Emergency crews respond to gas leak

A Red Deer emergency hazardous materials team responded to a small liquified petroleum gas leak Monday morning at the Advantage Oil and Gas Ltd. facility site at the east end of 39th Street.

A worker passes near the liquid petroleum gas tank that leaked on the Advantage Oil and Gas compressor site

A worker passes near the liquid petroleum gas tank that leaked on the Advantage Oil and Gas compressor site

Red Deer’s emergency hazardous materials team responded to a small liquid petroleum gas leak on Monday morning at the Advantage Oil and Gas Ltd. gas compressor plant at the east end of 39th Street.
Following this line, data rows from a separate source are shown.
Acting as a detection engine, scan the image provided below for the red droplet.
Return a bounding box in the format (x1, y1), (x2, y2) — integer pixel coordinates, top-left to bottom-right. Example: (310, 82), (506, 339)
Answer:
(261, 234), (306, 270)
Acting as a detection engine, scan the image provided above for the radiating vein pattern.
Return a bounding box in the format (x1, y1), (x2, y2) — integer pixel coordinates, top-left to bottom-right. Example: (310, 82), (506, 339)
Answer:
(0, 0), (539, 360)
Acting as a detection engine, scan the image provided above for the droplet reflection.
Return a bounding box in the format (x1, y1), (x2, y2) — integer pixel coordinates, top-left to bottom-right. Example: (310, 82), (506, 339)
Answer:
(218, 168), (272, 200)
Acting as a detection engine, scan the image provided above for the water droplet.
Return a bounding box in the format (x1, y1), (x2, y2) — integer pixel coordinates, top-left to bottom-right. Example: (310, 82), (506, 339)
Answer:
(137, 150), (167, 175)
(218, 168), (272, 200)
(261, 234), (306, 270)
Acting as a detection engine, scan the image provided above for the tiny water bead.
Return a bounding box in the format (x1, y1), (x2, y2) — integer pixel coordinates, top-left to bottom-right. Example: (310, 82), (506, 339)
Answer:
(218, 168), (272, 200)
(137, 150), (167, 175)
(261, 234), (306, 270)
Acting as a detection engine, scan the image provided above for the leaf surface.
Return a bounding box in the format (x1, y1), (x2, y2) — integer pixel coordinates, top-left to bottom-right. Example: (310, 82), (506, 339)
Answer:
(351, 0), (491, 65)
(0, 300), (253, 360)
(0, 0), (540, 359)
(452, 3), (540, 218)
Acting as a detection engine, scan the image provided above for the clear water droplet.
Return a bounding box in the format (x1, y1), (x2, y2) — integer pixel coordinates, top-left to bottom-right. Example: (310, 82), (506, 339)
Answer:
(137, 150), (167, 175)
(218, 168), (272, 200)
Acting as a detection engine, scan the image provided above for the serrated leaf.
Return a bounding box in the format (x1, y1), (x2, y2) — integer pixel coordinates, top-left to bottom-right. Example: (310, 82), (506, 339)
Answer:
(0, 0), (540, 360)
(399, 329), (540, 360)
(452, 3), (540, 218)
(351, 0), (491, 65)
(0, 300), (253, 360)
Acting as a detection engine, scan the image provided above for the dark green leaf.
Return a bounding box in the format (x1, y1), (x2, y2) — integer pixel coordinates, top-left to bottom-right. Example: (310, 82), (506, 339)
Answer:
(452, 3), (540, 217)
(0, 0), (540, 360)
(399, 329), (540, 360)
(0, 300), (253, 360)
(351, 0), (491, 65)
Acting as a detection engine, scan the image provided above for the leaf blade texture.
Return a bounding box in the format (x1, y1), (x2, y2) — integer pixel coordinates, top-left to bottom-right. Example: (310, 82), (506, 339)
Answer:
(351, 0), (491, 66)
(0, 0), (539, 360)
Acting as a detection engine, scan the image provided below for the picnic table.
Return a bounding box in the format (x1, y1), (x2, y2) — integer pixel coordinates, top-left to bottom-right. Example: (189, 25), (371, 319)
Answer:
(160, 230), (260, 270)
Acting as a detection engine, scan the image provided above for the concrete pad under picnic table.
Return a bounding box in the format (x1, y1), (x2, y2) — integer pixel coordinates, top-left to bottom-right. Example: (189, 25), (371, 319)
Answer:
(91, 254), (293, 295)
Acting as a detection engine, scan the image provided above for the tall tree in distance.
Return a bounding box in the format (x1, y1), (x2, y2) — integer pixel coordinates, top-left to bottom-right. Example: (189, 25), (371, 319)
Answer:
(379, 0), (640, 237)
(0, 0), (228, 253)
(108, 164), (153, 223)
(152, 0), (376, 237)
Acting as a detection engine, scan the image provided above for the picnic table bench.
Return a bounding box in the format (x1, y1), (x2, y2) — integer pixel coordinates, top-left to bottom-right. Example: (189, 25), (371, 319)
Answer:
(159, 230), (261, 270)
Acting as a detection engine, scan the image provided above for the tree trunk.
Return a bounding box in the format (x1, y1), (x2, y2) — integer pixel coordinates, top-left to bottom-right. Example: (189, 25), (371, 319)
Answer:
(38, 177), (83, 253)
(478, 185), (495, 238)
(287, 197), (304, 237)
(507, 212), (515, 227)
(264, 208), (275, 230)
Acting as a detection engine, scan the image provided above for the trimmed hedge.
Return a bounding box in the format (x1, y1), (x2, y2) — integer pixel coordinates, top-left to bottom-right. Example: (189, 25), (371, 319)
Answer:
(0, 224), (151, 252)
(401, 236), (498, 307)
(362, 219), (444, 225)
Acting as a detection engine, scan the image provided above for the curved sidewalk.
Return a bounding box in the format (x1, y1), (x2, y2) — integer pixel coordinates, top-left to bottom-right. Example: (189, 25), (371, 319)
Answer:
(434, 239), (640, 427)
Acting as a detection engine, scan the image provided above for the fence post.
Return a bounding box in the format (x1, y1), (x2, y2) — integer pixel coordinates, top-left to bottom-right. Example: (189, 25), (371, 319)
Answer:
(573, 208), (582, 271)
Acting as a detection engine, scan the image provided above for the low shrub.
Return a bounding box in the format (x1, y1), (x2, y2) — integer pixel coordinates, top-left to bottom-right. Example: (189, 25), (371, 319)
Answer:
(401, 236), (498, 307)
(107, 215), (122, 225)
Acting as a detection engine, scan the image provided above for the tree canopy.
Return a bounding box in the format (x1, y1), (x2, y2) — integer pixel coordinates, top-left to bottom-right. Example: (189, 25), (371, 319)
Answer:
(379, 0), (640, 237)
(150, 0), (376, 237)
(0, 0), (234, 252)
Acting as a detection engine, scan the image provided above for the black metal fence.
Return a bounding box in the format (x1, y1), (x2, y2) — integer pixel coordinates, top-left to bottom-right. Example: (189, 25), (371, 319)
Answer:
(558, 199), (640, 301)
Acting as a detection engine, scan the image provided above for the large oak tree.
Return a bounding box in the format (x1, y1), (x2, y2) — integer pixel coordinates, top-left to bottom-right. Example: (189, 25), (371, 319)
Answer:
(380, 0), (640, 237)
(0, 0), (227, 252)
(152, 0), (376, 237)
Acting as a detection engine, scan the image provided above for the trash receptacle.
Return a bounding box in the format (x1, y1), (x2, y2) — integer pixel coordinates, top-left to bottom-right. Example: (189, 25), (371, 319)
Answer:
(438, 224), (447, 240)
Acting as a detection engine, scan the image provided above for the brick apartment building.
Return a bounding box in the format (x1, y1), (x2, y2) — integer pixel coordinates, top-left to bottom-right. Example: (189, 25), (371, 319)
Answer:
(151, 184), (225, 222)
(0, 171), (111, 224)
At about 7:50 a.m., a passing motorist spotted a vapour cloud and reported the leak at the facility on the city limits where sweet natural gas from eight well lines are compressed and processed.

Red Deer Emergency Services crews safely shut down the leak by about 9:15 a.m.

“I don’t think any of the houses were at risk. The volume of the leak and the pressure coming out, with the wind dissipating, there was no risk to the houses at all,” said fire chief Jack MacDonald at the scene near Devonshire.

Don Boyce, manager of health and safety with Advantage, said .48 cubic metres of gas was released out of the 78 cubic metre holding tank. Gas escaped from a valve on the truck loading line at the tank.

“The valve has been repaired. There’s no further issues. We’ll be doing a thorough investigation to find out the root cause of what initiated that failure at the valve,” Boyce said.

Liquefied petroleum gas, stored in the tank before it’s trucked off the site, is a mixture of hydrocarbon gases and is used as fuel in heating appliances and vehicles.

Other equipment on site was also going to be checked.

On Monday, the Energy Resources Conservation Board, which is involved in the investigation, gave Advantage the clearance to start back up.

Boyce said the plant is checked daily. Prior to the leak, it was checked at 1:30 p.m. on Sunday.

There have been no other leaks at the plant since Advantage took it over in the summer of 2001, he said.

MacDonald said it turned out to be a “relatively simple operation” but was initially declared a major hazmat emergency to ensure all the trucks and equipment were called to the scene and proper precautions were taken.

“A lot of hazmat incidents get out of hand when you don’t take precautions so we took the safe route. We took our time, made sure everyone knew what the plan was and made sure all the backup teams were ready and in place and then we went in,” MacDonald said.